2026.05.15
建て込んだ敷地で、解放感と明るさをつくる
コーポラティブ形式で実現された、6戸のメゾネットで構成される集合住宅です。
周囲を住宅に囲まれた旗竿敷地で、プライバシーも守りながら解放感のある明るい住まいをつくる方法を考えました。まず、隣家の隙間を狙って、敷地の隅に1坪の小さな庭をつくります。そこに向かってガラス窓を設置し、吹き抜けもつくることで空を取り込む大きな窓をつくりました。たくさんの方向に光と風が抜ける解放感のある生活空間を実現しました。

すべての住戸が50~60㎡程度の生活フロアと、20~30㎡程度のプライベートなフロアを持ち、メリハリをつけた空間構成が面積以上の広がりを感じさます。

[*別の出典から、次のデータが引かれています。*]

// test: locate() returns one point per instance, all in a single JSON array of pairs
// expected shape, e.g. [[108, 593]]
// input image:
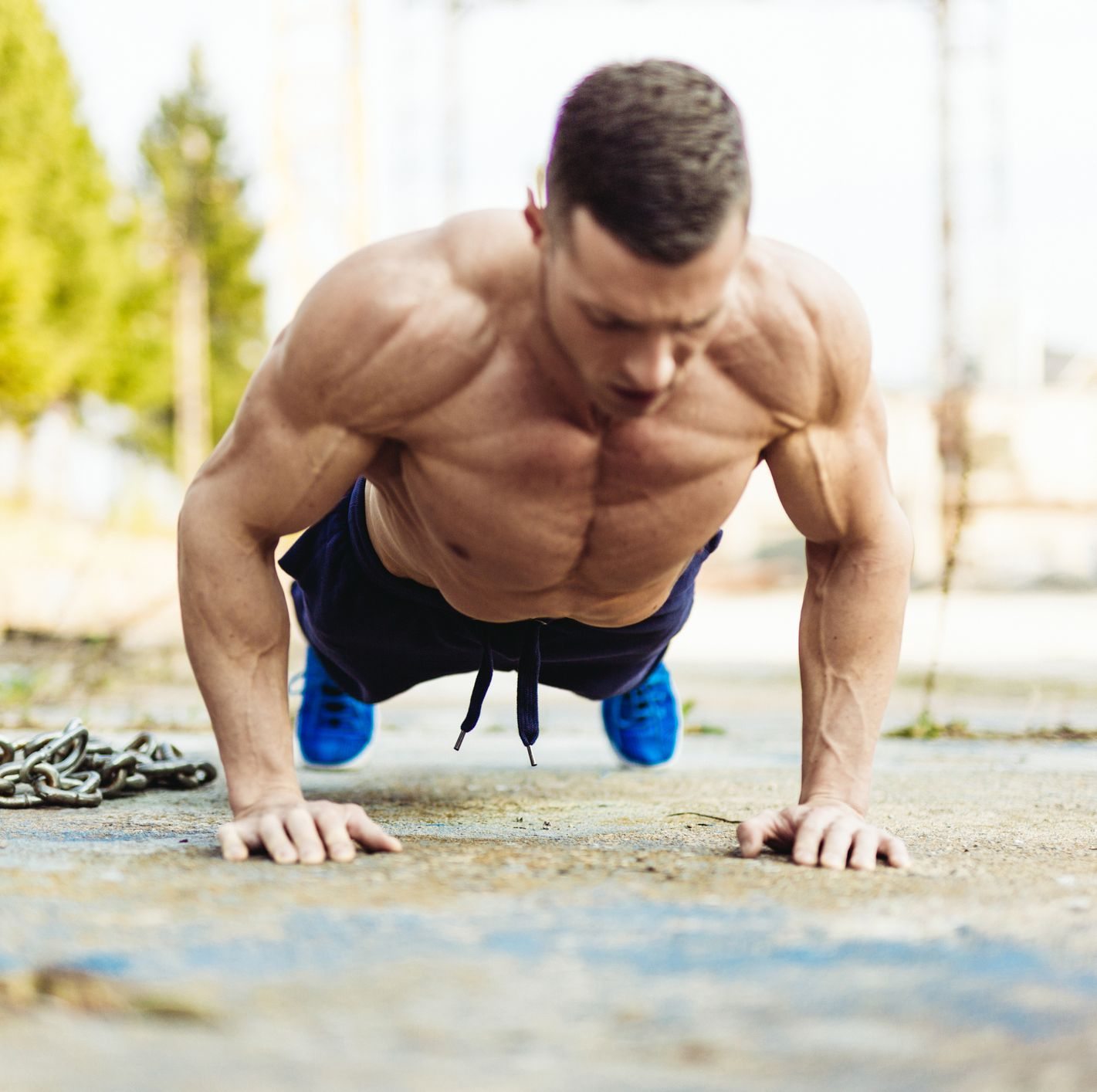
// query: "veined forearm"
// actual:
[[237, 629], [850, 630]]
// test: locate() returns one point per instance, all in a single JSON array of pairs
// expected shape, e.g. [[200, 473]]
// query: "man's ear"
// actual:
[[536, 218]]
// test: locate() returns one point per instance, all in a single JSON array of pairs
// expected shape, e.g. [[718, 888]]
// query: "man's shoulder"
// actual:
[[808, 325], [398, 326]]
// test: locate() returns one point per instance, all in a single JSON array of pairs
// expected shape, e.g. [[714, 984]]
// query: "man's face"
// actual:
[[630, 326]]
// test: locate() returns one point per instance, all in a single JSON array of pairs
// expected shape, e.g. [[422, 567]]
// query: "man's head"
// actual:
[[654, 151], [648, 195]]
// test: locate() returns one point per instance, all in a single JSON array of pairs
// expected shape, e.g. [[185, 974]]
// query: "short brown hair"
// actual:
[[655, 153]]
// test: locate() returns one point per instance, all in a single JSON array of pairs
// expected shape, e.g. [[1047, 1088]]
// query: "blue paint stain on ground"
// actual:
[[962, 982]]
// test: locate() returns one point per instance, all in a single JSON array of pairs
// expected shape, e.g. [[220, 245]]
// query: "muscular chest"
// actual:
[[523, 498]]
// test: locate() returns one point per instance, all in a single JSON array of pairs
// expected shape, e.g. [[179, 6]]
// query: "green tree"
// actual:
[[212, 242], [80, 309]]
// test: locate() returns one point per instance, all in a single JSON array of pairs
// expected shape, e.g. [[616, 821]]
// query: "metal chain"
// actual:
[[75, 769]]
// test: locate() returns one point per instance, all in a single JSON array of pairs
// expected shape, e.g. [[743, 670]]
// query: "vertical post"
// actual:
[[949, 369], [191, 323]]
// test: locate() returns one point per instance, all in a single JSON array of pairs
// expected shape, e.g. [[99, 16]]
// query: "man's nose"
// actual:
[[651, 365]]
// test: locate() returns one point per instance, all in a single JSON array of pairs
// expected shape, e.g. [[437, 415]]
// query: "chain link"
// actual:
[[77, 771]]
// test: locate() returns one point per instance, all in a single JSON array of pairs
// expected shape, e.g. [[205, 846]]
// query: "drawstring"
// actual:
[[529, 672], [479, 690]]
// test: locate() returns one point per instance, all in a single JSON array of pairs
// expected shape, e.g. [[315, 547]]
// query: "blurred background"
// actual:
[[174, 177]]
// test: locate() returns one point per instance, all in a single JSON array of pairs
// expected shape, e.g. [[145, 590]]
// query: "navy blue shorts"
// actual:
[[380, 635]]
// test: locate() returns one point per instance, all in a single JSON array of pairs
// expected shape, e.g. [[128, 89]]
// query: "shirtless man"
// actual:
[[542, 422]]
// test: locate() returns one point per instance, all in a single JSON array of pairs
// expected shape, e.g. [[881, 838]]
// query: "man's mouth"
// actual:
[[640, 399]]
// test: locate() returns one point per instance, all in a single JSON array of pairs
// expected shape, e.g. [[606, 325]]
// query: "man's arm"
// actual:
[[831, 477], [295, 447]]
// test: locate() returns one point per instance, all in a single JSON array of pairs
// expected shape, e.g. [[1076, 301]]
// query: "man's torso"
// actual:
[[513, 506]]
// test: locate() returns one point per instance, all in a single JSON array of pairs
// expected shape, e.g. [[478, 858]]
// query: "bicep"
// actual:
[[282, 463], [831, 477]]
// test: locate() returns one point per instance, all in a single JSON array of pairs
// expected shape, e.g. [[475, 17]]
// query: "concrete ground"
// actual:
[[573, 925]]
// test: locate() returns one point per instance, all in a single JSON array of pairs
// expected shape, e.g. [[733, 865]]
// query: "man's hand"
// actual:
[[829, 834], [292, 829]]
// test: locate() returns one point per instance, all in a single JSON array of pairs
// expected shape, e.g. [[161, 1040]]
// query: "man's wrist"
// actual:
[[244, 796], [824, 798]]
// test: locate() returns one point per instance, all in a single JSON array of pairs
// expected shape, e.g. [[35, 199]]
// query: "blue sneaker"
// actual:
[[334, 729], [644, 724]]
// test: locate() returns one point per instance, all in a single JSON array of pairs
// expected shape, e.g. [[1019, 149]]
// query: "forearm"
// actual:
[[850, 632], [236, 628]]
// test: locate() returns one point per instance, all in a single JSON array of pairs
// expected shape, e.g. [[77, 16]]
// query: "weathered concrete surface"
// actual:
[[562, 927]]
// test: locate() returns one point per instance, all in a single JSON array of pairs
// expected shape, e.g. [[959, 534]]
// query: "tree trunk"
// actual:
[[192, 365]]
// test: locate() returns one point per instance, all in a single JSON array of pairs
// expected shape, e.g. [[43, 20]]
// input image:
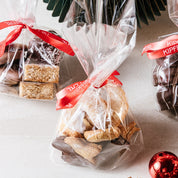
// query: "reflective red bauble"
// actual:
[[164, 165]]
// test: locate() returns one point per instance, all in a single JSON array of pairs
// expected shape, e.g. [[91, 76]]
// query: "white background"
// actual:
[[27, 127]]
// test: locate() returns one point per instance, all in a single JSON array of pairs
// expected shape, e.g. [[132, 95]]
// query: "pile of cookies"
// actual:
[[165, 77], [99, 122], [37, 74]]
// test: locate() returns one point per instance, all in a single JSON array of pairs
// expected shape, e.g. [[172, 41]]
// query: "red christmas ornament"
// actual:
[[164, 165]]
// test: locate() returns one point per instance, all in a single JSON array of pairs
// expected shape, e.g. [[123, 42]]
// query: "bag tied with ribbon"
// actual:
[[29, 57], [96, 128], [164, 53]]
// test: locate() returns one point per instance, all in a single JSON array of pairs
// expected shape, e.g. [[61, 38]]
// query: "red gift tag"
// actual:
[[69, 96], [162, 48]]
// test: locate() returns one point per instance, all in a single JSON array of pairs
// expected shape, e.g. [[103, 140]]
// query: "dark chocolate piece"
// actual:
[[68, 154], [167, 99], [164, 75]]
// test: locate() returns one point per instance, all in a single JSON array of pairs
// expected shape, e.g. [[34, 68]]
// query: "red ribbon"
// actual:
[[69, 96], [48, 37], [162, 48]]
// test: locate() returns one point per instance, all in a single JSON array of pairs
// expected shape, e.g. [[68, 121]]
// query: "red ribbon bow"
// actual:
[[69, 96], [48, 37], [162, 48]]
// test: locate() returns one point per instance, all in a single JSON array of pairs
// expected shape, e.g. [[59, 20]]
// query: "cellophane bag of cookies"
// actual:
[[96, 128], [164, 54], [29, 56]]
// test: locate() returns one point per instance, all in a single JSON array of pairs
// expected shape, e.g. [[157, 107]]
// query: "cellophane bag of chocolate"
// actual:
[[29, 57], [96, 128], [164, 54]]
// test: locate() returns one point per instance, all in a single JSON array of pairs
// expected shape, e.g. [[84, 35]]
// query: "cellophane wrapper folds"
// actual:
[[165, 73], [99, 131], [30, 67], [165, 80]]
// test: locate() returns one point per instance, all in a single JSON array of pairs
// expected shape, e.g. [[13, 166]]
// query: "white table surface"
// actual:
[[27, 127]]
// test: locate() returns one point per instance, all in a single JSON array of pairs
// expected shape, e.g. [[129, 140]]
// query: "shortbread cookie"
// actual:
[[9, 77], [101, 135], [13, 52], [41, 73], [87, 150], [33, 90], [128, 132], [118, 101], [96, 108]]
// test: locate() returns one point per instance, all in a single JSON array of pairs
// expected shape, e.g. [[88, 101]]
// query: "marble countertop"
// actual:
[[27, 127]]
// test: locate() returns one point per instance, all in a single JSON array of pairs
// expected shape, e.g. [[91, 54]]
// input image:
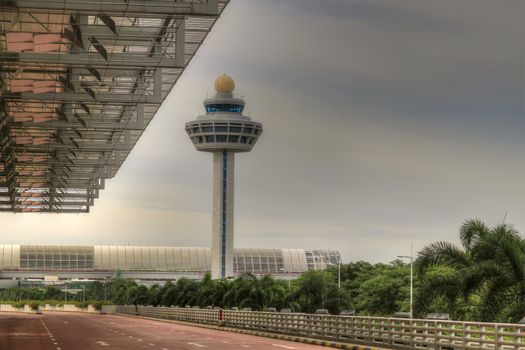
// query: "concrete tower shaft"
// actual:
[[223, 130]]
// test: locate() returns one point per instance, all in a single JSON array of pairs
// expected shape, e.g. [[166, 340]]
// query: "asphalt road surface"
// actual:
[[70, 331]]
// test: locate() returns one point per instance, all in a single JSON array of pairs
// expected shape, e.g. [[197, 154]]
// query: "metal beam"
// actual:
[[81, 97], [81, 60], [141, 8]]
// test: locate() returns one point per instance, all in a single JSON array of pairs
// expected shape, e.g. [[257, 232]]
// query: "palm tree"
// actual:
[[490, 265]]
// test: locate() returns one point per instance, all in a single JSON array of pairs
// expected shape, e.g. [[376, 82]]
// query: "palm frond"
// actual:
[[441, 253], [471, 231]]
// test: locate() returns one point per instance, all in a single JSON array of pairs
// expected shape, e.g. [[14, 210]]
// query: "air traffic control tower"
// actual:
[[223, 130]]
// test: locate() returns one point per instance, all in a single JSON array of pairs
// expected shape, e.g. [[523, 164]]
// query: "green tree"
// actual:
[[317, 290], [487, 272], [384, 292]]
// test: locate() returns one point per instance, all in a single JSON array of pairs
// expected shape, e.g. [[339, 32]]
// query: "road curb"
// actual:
[[327, 343]]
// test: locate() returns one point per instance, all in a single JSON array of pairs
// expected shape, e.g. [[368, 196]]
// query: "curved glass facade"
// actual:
[[159, 259]]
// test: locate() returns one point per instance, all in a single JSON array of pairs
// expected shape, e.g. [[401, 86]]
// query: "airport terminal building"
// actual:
[[150, 263]]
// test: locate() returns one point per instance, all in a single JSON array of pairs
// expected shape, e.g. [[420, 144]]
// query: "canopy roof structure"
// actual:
[[79, 82]]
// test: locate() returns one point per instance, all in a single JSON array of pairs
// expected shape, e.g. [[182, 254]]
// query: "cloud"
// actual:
[[385, 123]]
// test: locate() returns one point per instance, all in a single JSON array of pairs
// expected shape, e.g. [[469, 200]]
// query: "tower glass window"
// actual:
[[224, 107]]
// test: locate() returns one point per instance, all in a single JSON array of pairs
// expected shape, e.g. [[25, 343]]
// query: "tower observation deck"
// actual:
[[223, 130], [79, 83]]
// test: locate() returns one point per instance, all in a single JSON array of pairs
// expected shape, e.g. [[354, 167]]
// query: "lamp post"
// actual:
[[338, 273], [411, 258], [284, 272]]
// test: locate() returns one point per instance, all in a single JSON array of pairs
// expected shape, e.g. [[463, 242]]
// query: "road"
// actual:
[[70, 331]]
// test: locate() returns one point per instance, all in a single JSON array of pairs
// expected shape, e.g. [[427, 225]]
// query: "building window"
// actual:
[[224, 107]]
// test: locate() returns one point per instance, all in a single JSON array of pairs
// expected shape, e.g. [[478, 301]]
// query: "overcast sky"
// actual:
[[386, 122]]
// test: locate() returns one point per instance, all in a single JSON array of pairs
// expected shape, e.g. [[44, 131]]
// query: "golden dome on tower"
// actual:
[[224, 84]]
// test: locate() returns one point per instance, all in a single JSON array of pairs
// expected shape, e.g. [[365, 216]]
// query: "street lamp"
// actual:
[[411, 258], [338, 273]]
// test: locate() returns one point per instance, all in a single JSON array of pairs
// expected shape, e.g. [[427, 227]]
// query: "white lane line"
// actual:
[[284, 346], [198, 345]]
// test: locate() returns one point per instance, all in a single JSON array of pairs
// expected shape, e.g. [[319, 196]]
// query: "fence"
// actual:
[[393, 333]]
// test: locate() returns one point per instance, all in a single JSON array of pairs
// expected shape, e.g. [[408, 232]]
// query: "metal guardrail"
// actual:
[[393, 333]]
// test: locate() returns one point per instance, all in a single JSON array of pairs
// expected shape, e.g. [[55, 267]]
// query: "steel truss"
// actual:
[[80, 80]]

1階と3階には、それぞれ3住戸ずつリビングを配置し、2階に6住戸のプライベート空間が配置しました。

対角線に視線が抜ける広いリビングを持つ家は、70㎡程度の集合住宅としてはあり得ない広々としたリビングを獲得しています。1階の床前面にはヒートポンプ式夜間蓄熱式床暖房を敷設し、広い空間や吹き抜けでも一日中快適な暖かさを得られる住まいになっています。インテリアは、コーポラティブハウスならではの、住まい手の個性や生活観を反映した空間で、自分の設計として共通するのは開放的な浴室、ロフト、小さな書斎、吹抜け、屋上テラスなど、生活を楽しむためのプラスアルファを持っていることです。STEPSは、階段がある家のポジティブさを感じられた住民の皆さん命名しました。